Et vous l’avez rencontré ?

Oui je l’ai rencontré au mois de décembre de la même année. J’y suis depuis et je m’y sens bien même si je n’ai plus certains avantages de la grande entreprise où j’ai travaillé. Je  pense naturellement aux avantages liés à toute grande entreprise : prime de treizième mois, mutuelle santé collective, prime d’ancienneté, tickets restaurant … Pour moi, c’était sans doute le prix à payer tant je ne supportais plus le manque de respect dû à ma personne, l’absence d’autonomie ou de responsabilité et surtout le stress au travail imposé par la pression du chiffre. Je n’ai plus quelqu’un sur le dos toute la journée. Et mon employeur actuel ne tombe pas pour autant dans le paternalisme. Ce qui me va très bien. Mes horaires sont corrects. Je travaille du mardi au samedi de 10 à 19 heures avec une vraie pause déjeuner. Et mes heures supplémentaires sont payées comme il se doit. Avec mes sept collègues, on trouve tous que l’ambiance de travail est bonne et surtout sans stress. S’agissant de la rémunération, je touche, pour l’instant, un salaire de débutant dans la profession, c’est-à-dire un fixe au-dessus du SMIC auquel s’ajoute une commission sur les ventes de 4 ou 5%.
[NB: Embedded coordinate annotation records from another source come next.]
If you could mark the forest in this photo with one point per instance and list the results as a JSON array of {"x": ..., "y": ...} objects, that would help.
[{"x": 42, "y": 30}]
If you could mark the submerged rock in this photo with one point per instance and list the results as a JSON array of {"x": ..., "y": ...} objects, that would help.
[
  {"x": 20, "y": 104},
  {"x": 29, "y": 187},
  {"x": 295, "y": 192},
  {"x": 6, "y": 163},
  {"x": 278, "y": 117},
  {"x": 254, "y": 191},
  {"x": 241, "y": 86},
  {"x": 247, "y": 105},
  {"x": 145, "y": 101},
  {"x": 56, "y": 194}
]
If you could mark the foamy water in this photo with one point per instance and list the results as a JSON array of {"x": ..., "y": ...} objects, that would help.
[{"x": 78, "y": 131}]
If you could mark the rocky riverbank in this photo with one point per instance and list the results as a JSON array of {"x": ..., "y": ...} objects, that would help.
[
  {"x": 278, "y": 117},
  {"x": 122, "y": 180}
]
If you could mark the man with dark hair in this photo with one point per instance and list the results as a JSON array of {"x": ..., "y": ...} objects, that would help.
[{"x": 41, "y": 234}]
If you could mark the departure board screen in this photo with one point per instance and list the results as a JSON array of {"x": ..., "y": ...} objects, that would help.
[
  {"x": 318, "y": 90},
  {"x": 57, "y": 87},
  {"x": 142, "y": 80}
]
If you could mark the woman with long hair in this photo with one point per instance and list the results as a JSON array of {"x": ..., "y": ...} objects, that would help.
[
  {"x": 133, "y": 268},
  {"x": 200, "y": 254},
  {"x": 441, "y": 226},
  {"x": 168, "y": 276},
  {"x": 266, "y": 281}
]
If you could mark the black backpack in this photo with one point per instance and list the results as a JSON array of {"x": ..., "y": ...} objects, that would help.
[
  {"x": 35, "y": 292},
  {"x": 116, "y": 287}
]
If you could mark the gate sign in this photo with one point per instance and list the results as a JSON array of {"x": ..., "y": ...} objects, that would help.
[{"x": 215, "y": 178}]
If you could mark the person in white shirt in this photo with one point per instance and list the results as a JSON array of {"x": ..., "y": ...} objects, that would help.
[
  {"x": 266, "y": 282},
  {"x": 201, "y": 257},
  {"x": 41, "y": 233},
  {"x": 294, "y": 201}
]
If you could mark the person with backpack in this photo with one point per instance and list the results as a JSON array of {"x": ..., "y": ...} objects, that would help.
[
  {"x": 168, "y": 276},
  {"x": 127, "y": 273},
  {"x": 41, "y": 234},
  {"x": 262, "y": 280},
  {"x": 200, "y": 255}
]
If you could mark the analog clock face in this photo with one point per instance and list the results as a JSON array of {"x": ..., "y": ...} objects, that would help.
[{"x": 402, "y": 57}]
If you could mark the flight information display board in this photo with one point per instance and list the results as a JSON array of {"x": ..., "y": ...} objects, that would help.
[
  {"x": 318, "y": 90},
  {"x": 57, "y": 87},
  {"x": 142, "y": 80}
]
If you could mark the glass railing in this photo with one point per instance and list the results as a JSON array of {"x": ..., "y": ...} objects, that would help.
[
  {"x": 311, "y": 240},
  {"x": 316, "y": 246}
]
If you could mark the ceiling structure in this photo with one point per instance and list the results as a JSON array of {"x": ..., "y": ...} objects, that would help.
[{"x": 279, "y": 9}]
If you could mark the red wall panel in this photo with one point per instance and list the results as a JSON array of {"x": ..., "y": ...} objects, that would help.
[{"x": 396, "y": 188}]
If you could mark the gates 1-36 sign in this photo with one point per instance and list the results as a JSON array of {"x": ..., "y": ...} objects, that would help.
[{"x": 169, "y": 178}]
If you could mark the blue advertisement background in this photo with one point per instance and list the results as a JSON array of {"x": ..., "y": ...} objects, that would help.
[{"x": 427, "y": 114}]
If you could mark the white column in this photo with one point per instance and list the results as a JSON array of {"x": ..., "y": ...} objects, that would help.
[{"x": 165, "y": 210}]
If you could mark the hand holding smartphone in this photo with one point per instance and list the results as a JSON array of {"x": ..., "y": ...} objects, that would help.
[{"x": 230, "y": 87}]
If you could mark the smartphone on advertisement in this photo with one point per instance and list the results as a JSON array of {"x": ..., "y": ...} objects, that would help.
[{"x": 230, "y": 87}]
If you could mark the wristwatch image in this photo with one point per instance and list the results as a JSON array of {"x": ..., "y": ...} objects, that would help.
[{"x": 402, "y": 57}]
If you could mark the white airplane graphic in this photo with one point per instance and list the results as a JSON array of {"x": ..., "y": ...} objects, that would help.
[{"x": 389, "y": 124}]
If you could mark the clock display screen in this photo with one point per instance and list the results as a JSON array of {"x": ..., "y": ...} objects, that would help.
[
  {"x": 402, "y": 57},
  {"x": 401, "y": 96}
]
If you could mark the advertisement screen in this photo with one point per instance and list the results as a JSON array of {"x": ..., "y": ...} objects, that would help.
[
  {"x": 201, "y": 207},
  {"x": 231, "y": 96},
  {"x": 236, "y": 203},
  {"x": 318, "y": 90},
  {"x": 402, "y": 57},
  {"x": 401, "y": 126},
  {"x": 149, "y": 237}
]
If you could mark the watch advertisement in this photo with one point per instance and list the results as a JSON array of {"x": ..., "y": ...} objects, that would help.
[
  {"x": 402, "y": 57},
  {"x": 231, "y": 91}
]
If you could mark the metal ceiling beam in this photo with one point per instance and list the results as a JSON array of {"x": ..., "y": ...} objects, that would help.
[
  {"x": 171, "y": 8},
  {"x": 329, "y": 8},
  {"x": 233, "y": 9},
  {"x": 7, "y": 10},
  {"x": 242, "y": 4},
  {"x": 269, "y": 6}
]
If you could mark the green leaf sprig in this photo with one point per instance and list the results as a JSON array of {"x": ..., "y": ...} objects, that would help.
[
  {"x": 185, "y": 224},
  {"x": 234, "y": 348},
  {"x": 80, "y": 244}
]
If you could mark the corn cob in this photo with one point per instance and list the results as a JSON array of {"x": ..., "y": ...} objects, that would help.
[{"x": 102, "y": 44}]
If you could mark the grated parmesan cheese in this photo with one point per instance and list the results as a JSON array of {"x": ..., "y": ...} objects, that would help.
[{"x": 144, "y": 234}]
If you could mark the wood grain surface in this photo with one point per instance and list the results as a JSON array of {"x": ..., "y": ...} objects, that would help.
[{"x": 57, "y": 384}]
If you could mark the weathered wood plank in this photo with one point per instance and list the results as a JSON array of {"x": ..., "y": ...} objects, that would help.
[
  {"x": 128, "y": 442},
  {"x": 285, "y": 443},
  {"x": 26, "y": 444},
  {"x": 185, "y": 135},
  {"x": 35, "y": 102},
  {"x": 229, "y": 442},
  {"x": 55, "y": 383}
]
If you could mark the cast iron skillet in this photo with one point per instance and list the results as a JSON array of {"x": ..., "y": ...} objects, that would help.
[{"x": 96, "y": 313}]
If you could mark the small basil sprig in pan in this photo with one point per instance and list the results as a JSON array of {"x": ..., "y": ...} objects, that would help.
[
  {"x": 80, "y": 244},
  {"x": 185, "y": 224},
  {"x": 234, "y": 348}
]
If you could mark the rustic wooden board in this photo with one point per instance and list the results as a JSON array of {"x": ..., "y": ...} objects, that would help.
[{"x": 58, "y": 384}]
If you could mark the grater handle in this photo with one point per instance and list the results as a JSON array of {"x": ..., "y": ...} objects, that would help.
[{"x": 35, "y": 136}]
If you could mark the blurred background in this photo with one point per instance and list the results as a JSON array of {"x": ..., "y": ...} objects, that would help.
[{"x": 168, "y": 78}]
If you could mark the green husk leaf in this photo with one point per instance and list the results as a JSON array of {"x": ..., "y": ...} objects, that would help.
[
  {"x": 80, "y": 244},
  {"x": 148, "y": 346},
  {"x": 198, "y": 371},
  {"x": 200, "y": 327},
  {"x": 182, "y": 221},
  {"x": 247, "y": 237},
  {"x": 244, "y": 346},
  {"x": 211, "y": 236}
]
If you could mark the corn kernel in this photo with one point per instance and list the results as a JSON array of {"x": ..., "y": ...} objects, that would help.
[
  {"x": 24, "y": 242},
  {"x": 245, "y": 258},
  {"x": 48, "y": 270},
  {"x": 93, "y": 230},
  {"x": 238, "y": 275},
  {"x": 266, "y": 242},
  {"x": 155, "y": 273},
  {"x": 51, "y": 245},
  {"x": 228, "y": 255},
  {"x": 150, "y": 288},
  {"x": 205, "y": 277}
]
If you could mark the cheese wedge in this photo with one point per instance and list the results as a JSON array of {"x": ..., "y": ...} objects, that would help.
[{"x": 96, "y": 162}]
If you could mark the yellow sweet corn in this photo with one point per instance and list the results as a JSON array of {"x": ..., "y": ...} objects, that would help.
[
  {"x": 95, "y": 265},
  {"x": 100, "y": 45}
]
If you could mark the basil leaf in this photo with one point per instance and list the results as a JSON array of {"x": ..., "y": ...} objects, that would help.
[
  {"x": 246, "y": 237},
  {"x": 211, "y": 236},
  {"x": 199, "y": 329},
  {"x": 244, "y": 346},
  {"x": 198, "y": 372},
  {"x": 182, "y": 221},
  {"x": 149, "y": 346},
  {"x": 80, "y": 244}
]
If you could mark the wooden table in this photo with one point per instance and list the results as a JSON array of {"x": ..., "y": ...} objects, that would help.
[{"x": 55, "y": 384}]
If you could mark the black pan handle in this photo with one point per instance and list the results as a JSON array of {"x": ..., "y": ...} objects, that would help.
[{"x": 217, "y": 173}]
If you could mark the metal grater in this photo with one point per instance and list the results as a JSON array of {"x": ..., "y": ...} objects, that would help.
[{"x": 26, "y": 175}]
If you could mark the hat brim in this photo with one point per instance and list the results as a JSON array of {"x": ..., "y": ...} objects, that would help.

Ces conditions de travail peuvent-elles à votre avis évoluer ? 

Bien entendu. On ne sait jamais de quoi demain sera fait. Je sais de quoi je parle puisque j’ai été longtemps un délégué du personnel très actif dans mon ancienne entreprise. Reste que les problématiques dans une très petite entreprise ne sont probablement pas les mêmes que dans les plus grandes. C’est d’ailleurs la raison pour laquelle je suis couvert par une convention collective toute récente qui fédère les intérêts des salariés  des magasins prestataires de services de cuisine à usage domestique. Je sais aussi que des élections syndicales vont avoir lieu en novembre ou décembre 2012. Je vais probablement voter le moment venu car je pense que les syndicats apportent beaucoup pour les salariés quels qu’ils soient. Et si j’estime  que cela se passe plutôt bien pour moi là où je suis, les choses peuvent également changer à l’avenir sous la pression de la concurrence sur le marché ou pour une autre raison. Je sais surtout que beaucoup de salariés vivent des situations moins enviables que la mienne aujourd’hui.